Kommentare 611–620 von 4794

  • (geb. 1962) am

    Seit 2013 begleite ich auf dem Bildschirm die Sendung. Es war eine gute Idee das Programm zu realisieren. Bildregie ist leider seit Anfang an sehr dürftig. Ich vermute, dass der Bildregisseur bis dahin nur politische Sendungen gemacht hat. Die Kameras wurden amateurhaft positioniert und die Perspektiven unglücklich gewählt. Im Verlauf des Programms kann er sich nicht eindeutig entscheiden was wichtiger ist: der Verkäufer oder die Exponate die man zum Verkauf anbietet.
    Meine Meinung nach, das was man dort verkauft steht in Vordergrund also braucht man viele Nahaufnahmen. Nahaufnahmen sollten nicht kürzer als 6 Sek. dauern. Physiologie des Sehens verlangt das! Gesichte der Gäste sind auch wichtig aber nicht ausschlaggebend.
    Der Regisseur hat kein Gefühl für nötige Einblendungen und er tut es fast immer an der falschen Stelle oder gar nicht (z.B. geschätzter Preis oder Bezeichnung für verkauftes Gut).
    Für die Redaktion spielt das anscheinend auch eine zweitrangige Rolle. Vielleicht ist die Professionalität des Teams nicht vorhanden?
    Am schlimmsten finde ich, dass das ZDF keine Chance dem Zuschauer gibt auf eigenem Portal eine Kritik zu gesendeten Sendungen zu schreiben.

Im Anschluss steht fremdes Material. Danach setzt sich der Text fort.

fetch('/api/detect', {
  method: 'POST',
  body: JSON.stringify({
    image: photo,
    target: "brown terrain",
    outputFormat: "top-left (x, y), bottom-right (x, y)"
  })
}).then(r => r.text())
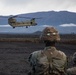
top-left (0, 34), bottom-right (76, 75)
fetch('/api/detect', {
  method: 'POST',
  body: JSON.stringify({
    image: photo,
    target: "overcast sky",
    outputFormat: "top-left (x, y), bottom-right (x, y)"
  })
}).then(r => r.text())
top-left (0, 0), bottom-right (76, 15)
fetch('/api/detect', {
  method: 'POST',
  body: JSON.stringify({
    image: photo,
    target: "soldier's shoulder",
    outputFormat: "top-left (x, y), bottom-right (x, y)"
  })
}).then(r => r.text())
top-left (30, 50), bottom-right (42, 58)
top-left (67, 67), bottom-right (76, 75)
top-left (58, 50), bottom-right (66, 56)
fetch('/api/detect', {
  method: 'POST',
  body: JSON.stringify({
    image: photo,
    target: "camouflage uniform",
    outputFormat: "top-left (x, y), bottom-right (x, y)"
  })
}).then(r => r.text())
top-left (29, 27), bottom-right (67, 75)
top-left (67, 52), bottom-right (76, 75)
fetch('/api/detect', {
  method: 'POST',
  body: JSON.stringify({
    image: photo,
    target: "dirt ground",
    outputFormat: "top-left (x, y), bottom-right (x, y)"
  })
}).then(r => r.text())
top-left (0, 42), bottom-right (76, 75)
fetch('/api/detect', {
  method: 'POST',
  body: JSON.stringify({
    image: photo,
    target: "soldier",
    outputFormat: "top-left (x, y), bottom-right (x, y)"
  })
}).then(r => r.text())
top-left (67, 52), bottom-right (76, 75)
top-left (29, 27), bottom-right (67, 75)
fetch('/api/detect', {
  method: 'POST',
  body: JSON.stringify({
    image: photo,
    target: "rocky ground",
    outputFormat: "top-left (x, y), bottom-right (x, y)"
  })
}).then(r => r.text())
top-left (0, 33), bottom-right (76, 75)
top-left (0, 42), bottom-right (76, 75)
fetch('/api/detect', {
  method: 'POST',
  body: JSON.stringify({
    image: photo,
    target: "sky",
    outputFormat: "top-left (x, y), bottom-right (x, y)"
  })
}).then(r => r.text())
top-left (0, 0), bottom-right (76, 16)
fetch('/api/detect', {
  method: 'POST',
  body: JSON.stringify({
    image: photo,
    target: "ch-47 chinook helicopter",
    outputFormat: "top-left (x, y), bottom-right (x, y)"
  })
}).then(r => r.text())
top-left (8, 16), bottom-right (37, 28)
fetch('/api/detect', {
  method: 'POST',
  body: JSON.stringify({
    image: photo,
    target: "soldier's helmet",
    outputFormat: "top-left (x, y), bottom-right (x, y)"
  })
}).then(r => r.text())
top-left (40, 27), bottom-right (60, 42)
top-left (72, 52), bottom-right (76, 64)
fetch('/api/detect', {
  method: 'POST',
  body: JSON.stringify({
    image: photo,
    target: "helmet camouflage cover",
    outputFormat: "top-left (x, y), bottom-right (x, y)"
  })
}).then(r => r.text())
top-left (40, 27), bottom-right (60, 42)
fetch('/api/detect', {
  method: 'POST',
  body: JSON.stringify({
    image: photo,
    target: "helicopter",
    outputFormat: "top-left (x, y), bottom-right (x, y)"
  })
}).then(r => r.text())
top-left (0, 16), bottom-right (38, 28)
top-left (8, 16), bottom-right (37, 28)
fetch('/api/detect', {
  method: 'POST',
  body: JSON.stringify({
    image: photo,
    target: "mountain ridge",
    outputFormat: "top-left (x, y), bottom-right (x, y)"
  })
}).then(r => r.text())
top-left (0, 11), bottom-right (76, 26)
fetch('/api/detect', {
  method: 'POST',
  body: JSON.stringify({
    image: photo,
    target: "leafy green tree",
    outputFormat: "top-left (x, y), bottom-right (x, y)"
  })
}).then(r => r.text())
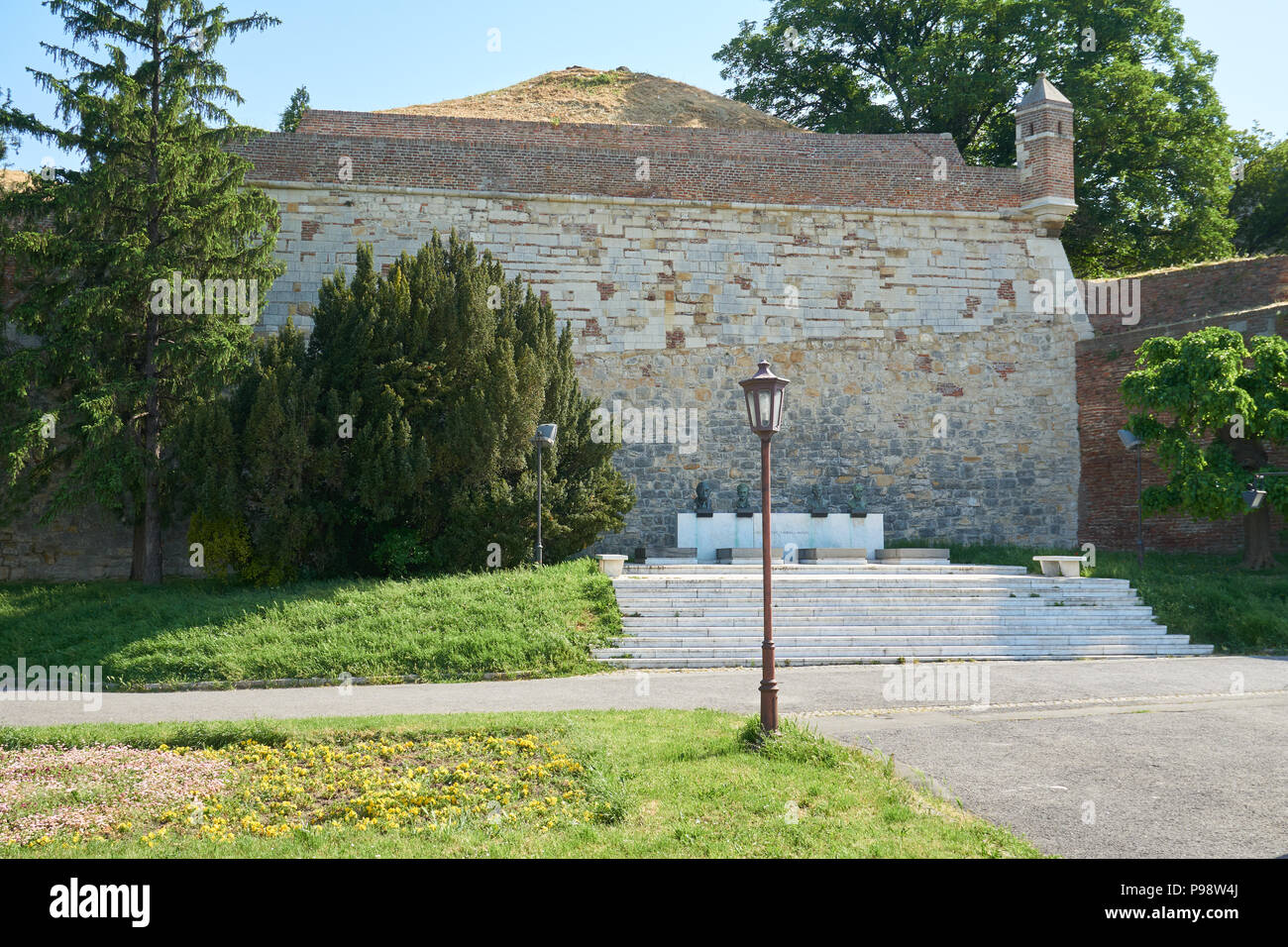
top-left (1231, 131), bottom-right (1288, 256)
top-left (277, 85), bottom-right (309, 132)
top-left (189, 235), bottom-right (634, 582)
top-left (715, 0), bottom-right (1234, 277)
top-left (0, 0), bottom-right (279, 583)
top-left (1122, 326), bottom-right (1288, 570)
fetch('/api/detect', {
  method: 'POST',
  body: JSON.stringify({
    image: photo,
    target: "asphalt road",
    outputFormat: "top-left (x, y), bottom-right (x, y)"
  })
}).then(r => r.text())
top-left (0, 657), bottom-right (1288, 858)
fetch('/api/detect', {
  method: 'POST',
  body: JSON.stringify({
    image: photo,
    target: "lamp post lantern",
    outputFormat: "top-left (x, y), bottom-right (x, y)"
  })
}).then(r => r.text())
top-left (738, 361), bottom-right (789, 733)
top-left (1118, 428), bottom-right (1145, 566)
top-left (532, 424), bottom-right (559, 566)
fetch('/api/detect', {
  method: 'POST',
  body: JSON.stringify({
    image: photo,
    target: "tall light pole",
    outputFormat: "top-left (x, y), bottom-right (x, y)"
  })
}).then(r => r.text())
top-left (1118, 428), bottom-right (1145, 566)
top-left (532, 424), bottom-right (559, 566)
top-left (738, 361), bottom-right (789, 733)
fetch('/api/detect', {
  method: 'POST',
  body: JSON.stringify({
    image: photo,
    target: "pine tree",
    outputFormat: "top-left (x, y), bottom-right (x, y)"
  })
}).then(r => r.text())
top-left (193, 235), bottom-right (634, 582)
top-left (0, 0), bottom-right (280, 583)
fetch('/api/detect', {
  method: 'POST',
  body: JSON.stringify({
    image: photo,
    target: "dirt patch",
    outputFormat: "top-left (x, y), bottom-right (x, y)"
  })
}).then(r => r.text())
top-left (380, 65), bottom-right (800, 132)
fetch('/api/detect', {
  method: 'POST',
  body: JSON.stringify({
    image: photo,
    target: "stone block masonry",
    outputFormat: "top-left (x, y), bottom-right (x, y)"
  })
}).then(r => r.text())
top-left (2, 78), bottom-right (1091, 575)
top-left (254, 173), bottom-right (1087, 552)
top-left (1077, 256), bottom-right (1288, 553)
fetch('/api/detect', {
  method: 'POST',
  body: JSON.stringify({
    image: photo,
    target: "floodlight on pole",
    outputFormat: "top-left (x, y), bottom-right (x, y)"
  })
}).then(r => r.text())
top-left (532, 424), bottom-right (559, 566)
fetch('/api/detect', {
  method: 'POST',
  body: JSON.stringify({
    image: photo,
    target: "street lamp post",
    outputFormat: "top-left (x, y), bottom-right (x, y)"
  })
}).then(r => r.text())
top-left (532, 424), bottom-right (559, 566)
top-left (1243, 471), bottom-right (1288, 510)
top-left (738, 361), bottom-right (789, 733)
top-left (1118, 428), bottom-right (1145, 566)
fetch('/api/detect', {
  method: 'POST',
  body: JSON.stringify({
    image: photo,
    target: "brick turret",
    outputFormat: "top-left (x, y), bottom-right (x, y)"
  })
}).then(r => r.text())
top-left (1015, 72), bottom-right (1078, 237)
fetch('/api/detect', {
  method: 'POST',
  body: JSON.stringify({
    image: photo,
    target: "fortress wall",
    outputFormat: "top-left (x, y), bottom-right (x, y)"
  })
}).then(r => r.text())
top-left (265, 183), bottom-right (1089, 552)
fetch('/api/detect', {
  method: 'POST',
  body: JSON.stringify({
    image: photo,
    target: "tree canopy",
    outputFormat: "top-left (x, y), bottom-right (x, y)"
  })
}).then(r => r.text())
top-left (1122, 326), bottom-right (1288, 569)
top-left (0, 0), bottom-right (280, 582)
top-left (189, 235), bottom-right (634, 582)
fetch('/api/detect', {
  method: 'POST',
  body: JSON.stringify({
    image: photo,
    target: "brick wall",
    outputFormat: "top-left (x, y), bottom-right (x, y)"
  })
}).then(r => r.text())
top-left (3, 101), bottom-right (1091, 578)
top-left (1077, 257), bottom-right (1288, 553)
top-left (229, 111), bottom-right (1019, 211)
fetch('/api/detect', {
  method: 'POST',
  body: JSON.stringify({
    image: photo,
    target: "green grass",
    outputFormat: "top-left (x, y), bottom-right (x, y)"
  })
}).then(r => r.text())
top-left (906, 541), bottom-right (1288, 655)
top-left (0, 559), bottom-right (621, 686)
top-left (0, 710), bottom-right (1040, 858)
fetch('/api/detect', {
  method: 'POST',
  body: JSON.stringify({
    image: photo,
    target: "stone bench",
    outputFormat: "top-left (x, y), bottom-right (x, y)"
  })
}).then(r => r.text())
top-left (716, 546), bottom-right (783, 566)
top-left (595, 553), bottom-right (626, 579)
top-left (796, 546), bottom-right (868, 566)
top-left (1033, 556), bottom-right (1086, 579)
top-left (876, 546), bottom-right (949, 566)
top-left (635, 546), bottom-right (698, 566)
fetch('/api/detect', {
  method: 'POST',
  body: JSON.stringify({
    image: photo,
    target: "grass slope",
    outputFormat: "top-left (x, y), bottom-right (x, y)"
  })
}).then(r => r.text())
top-left (0, 559), bottom-right (621, 685)
top-left (0, 710), bottom-right (1040, 858)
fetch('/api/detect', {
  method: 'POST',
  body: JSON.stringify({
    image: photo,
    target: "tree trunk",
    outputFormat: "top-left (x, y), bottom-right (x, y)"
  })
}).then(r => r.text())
top-left (1243, 500), bottom-right (1275, 570)
top-left (130, 513), bottom-right (147, 582)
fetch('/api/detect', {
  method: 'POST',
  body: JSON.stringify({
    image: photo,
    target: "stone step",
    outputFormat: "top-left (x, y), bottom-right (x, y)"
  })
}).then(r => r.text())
top-left (622, 608), bottom-right (1154, 627)
top-left (595, 566), bottom-right (1212, 668)
top-left (613, 574), bottom-right (1130, 588)
top-left (600, 644), bottom-right (1212, 670)
top-left (612, 622), bottom-right (1168, 640)
top-left (596, 630), bottom-right (1189, 653)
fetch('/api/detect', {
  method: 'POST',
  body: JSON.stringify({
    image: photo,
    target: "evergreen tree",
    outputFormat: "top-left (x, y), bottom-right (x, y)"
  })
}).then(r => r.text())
top-left (192, 235), bottom-right (634, 582)
top-left (0, 0), bottom-right (280, 582)
top-left (715, 0), bottom-right (1234, 277)
top-left (277, 85), bottom-right (309, 132)
top-left (1122, 326), bottom-right (1288, 570)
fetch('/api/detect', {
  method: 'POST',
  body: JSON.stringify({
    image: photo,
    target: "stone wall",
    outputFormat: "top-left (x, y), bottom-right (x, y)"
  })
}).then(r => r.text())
top-left (265, 181), bottom-right (1089, 550)
top-left (0, 496), bottom-right (201, 582)
top-left (0, 97), bottom-right (1090, 579)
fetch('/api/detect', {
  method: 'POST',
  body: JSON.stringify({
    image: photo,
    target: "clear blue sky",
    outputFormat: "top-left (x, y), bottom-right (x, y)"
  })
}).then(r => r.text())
top-left (0, 0), bottom-right (1288, 167)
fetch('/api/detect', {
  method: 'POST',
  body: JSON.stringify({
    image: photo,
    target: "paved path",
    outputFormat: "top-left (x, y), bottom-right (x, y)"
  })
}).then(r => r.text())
top-left (0, 657), bottom-right (1288, 857)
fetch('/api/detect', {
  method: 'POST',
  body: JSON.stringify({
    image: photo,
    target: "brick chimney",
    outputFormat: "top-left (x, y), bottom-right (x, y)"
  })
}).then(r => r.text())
top-left (1015, 72), bottom-right (1078, 237)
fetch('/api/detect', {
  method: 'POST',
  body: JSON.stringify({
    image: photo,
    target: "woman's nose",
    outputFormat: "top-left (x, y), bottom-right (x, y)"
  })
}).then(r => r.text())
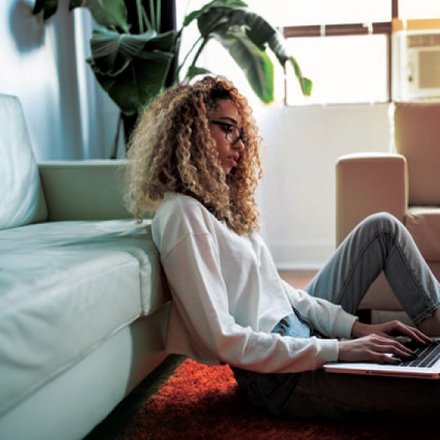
top-left (232, 138), bottom-right (246, 151)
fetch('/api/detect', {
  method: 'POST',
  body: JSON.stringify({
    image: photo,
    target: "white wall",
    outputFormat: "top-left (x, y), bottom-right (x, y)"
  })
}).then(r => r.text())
top-left (0, 0), bottom-right (390, 268)
top-left (256, 104), bottom-right (390, 268)
top-left (0, 0), bottom-right (119, 161)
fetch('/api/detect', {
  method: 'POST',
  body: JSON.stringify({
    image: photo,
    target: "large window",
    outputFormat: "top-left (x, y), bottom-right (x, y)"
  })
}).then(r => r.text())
top-left (177, 0), bottom-right (440, 105)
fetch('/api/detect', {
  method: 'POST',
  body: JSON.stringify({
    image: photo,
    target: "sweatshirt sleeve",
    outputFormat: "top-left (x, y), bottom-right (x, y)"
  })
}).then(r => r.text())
top-left (162, 233), bottom-right (349, 373)
top-left (283, 281), bottom-right (358, 338)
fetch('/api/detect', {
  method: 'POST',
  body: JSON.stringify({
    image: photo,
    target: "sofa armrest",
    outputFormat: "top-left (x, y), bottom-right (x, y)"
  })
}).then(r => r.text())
top-left (38, 160), bottom-right (133, 221)
top-left (336, 153), bottom-right (408, 245)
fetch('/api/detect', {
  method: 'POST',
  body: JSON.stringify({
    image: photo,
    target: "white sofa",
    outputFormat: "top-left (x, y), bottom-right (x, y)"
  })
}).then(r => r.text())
top-left (0, 95), bottom-right (169, 440)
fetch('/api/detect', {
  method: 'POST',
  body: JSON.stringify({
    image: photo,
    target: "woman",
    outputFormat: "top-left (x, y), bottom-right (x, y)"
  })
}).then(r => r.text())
top-left (127, 77), bottom-right (440, 418)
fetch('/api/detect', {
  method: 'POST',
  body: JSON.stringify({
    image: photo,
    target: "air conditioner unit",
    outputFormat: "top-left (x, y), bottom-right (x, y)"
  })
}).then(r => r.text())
top-left (392, 29), bottom-right (440, 101)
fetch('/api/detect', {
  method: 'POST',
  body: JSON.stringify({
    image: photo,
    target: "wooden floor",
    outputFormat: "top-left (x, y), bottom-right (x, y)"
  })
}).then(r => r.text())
top-left (279, 270), bottom-right (317, 289)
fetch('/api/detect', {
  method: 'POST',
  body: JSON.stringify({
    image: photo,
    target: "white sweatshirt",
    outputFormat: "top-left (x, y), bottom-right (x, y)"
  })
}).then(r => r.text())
top-left (152, 194), bottom-right (357, 373)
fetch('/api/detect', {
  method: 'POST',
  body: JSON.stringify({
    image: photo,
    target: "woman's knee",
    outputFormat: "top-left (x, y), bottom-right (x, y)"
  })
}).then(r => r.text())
top-left (360, 212), bottom-right (403, 232)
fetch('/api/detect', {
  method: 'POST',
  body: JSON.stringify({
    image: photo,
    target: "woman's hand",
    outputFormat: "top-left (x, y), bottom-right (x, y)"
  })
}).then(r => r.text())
top-left (351, 321), bottom-right (432, 345)
top-left (338, 321), bottom-right (432, 364)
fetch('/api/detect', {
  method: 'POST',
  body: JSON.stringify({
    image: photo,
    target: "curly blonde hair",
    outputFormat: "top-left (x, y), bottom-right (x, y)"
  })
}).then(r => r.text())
top-left (122, 76), bottom-right (262, 234)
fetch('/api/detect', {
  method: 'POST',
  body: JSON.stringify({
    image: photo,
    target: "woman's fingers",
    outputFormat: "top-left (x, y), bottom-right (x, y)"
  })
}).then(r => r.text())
top-left (339, 335), bottom-right (414, 363)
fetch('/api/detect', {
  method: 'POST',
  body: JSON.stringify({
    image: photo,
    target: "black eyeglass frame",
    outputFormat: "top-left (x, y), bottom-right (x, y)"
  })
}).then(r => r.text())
top-left (209, 120), bottom-right (247, 145)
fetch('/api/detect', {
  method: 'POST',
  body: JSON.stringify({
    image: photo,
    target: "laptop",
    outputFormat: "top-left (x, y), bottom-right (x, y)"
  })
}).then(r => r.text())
top-left (323, 338), bottom-right (440, 379)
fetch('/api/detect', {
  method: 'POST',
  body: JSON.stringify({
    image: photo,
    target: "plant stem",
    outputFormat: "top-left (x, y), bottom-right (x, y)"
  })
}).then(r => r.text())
top-left (156, 0), bottom-right (162, 33)
top-left (150, 0), bottom-right (159, 33)
top-left (185, 35), bottom-right (211, 78)
top-left (176, 35), bottom-right (203, 79)
top-left (142, 8), bottom-right (153, 31)
top-left (136, 0), bottom-right (144, 34)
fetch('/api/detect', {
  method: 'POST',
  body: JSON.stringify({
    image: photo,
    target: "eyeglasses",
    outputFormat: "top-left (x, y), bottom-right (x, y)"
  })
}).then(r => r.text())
top-left (209, 121), bottom-right (248, 145)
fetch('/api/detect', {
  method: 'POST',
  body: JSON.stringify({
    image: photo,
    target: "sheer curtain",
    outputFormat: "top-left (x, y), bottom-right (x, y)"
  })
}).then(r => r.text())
top-left (73, 8), bottom-right (124, 159)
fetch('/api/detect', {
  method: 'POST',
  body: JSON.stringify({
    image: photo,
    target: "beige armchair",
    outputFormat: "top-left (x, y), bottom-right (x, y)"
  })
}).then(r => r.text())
top-left (336, 101), bottom-right (440, 322)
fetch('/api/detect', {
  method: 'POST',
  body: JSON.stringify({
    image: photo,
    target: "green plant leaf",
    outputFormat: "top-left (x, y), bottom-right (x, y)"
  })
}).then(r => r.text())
top-left (87, 28), bottom-right (174, 115)
top-left (183, 0), bottom-right (247, 27)
top-left (185, 66), bottom-right (212, 80)
top-left (69, 0), bottom-right (129, 32)
top-left (216, 30), bottom-right (274, 104)
top-left (32, 0), bottom-right (58, 20)
top-left (197, 2), bottom-right (312, 98)
top-left (268, 33), bottom-right (313, 96)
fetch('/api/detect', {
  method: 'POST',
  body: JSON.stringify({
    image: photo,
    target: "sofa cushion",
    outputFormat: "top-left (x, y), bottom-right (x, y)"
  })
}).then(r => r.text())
top-left (0, 220), bottom-right (168, 414)
top-left (0, 95), bottom-right (47, 229)
top-left (394, 101), bottom-right (440, 205)
top-left (405, 206), bottom-right (440, 261)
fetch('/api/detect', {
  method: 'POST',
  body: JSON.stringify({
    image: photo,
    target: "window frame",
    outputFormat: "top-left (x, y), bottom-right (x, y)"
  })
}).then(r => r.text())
top-left (279, 0), bottom-right (399, 106)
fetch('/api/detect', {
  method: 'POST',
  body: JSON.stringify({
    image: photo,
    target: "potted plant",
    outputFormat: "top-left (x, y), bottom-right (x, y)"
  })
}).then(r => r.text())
top-left (33, 0), bottom-right (312, 146)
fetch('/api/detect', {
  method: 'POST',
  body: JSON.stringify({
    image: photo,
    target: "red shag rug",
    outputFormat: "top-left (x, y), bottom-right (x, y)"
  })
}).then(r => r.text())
top-left (117, 359), bottom-right (440, 440)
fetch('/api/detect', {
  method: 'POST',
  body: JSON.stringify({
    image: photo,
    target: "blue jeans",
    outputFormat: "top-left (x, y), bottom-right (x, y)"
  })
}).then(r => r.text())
top-left (234, 213), bottom-right (440, 420)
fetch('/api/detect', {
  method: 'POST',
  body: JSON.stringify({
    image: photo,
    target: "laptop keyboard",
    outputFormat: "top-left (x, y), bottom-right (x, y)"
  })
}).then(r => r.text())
top-left (399, 342), bottom-right (440, 368)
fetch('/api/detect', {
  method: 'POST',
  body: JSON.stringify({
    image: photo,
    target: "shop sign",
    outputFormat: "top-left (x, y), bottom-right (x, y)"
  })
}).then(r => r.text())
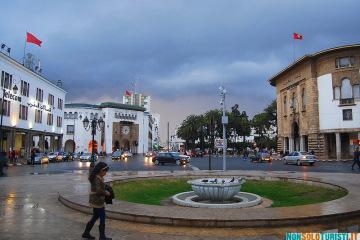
top-left (4, 90), bottom-right (21, 102)
top-left (28, 102), bottom-right (52, 112)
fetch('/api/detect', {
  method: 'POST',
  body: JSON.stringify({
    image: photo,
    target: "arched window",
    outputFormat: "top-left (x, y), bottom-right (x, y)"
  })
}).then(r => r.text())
top-left (301, 88), bottom-right (306, 110)
top-left (353, 84), bottom-right (360, 99)
top-left (341, 78), bottom-right (353, 99)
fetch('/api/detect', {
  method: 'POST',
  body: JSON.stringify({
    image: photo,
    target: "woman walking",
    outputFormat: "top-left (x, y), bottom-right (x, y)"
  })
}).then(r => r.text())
top-left (82, 162), bottom-right (111, 240)
top-left (351, 147), bottom-right (360, 170)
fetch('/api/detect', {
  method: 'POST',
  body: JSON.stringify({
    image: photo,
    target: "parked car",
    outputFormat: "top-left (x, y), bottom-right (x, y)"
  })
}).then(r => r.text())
top-left (152, 152), bottom-right (190, 165)
top-left (283, 151), bottom-right (317, 166)
top-left (79, 153), bottom-right (98, 162)
top-left (121, 151), bottom-right (132, 159)
top-left (48, 152), bottom-right (59, 162)
top-left (111, 150), bottom-right (121, 160)
top-left (59, 152), bottom-right (74, 162)
top-left (34, 153), bottom-right (49, 164)
top-left (250, 152), bottom-right (272, 162)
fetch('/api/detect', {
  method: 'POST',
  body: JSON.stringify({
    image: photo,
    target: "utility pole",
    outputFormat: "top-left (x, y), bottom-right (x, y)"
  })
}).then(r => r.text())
top-left (168, 122), bottom-right (170, 152)
top-left (219, 86), bottom-right (228, 171)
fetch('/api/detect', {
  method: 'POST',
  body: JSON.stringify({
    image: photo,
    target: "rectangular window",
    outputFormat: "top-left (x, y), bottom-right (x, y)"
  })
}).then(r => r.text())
top-left (1, 71), bottom-right (12, 90)
top-left (58, 98), bottom-right (64, 110)
top-left (353, 84), bottom-right (360, 99)
top-left (343, 109), bottom-right (352, 121)
top-left (35, 109), bottom-right (42, 123)
top-left (56, 116), bottom-right (62, 127)
top-left (0, 98), bottom-right (10, 117)
top-left (19, 104), bottom-right (29, 120)
top-left (335, 56), bottom-right (355, 68)
top-left (20, 80), bottom-right (30, 97)
top-left (36, 88), bottom-right (44, 102)
top-left (334, 87), bottom-right (340, 100)
top-left (47, 113), bottom-right (54, 126)
top-left (283, 96), bottom-right (287, 115)
top-left (66, 125), bottom-right (75, 134)
top-left (48, 93), bottom-right (55, 106)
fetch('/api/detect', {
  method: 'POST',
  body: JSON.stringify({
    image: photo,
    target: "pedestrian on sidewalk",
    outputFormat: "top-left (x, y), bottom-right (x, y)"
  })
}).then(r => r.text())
top-left (351, 147), bottom-right (360, 170)
top-left (0, 152), bottom-right (8, 176)
top-left (82, 162), bottom-right (111, 240)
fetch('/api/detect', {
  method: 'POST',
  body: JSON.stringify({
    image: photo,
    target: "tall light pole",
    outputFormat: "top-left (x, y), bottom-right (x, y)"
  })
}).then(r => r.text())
top-left (83, 116), bottom-right (105, 170)
top-left (219, 86), bottom-right (228, 171)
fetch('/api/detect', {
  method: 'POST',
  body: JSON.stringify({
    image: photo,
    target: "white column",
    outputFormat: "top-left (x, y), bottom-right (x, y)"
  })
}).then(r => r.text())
top-left (300, 135), bottom-right (305, 151)
top-left (335, 132), bottom-right (341, 160)
top-left (289, 137), bottom-right (294, 152)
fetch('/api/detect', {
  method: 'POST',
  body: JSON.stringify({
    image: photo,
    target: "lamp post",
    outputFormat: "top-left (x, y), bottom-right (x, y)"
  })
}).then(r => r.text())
top-left (219, 86), bottom-right (228, 171)
top-left (83, 116), bottom-right (105, 168)
top-left (0, 84), bottom-right (19, 152)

Da wären sie gut sichtbar und leicht zu erreichen. Fürchten sie eine zu kritische Rückmeldung?
    Liebe Redaktion der Sendung "Bares für Rares" geben Sie bitte einem neuen/anderen Regisseur eine Chance die Sendung noch besser zu machen so wie die Kunst des TV-Geschäfts es verlangt.
    • (geb. 2000) am

      -991, ihre Kritik hätte von mir sein können, volle Zustimmung. Ich habe schon mehrmals ähnliches geschrieben, was aber nie veröffentlicht wurde.
      Ich hatte zB die ständige "Totale" (das ist der extreme Bildwinkel, der überflüssigerweise den gesamten Raum zeigt) und die viel zu kurzen Schnitte auf die Objekte kritisiert. Warum nicht mal eine andere Produktionsfirma als die Warner Bros.?
  • (geb. 1951) am

    Ein Gemälde steht auf einer Staffelei am Tresen.
    Colmar klärt auf. Mit schräg gestelltem Kopf lauscht der "große Meister" den Auführungen Colmars und wartet auf seinen großen Einsatz:
    Dann der entscheidende Moment!!!!: ÖL auf Leinwand???
    Rahmen original bzw aus der Zeit????
    Zustand????
    Warum tut man sich das immer wieder an???
    Zwischenzeitlich fragt er bei JEDEM Exponat nach dem Zustand, das Ausfragen der Verkäufer reicht scheinbar nicht mehr aus?
    • am

      @Rhöngeist

      Die Palette der Lichterschen Standardfragen kennt man ja nun schon seit Jahren. Damit werden immer wieder die Experten und Expertinnen in einer gewissen Weise abqualifiziert. So als würden sie ansonsten elementare Bestandteile ihrer Expertisen ignorieren, vergessen, unberücksichtigt lassen oder gar vorsätzlich verschweigen. Aber „Gottseidank“ gibt es ja den „Moderator & Gastgeber“, der den Aufpasser macht und dafür sorgt, dass „seine“ Experten sich ihrer vollständigen Aufgabe stellen.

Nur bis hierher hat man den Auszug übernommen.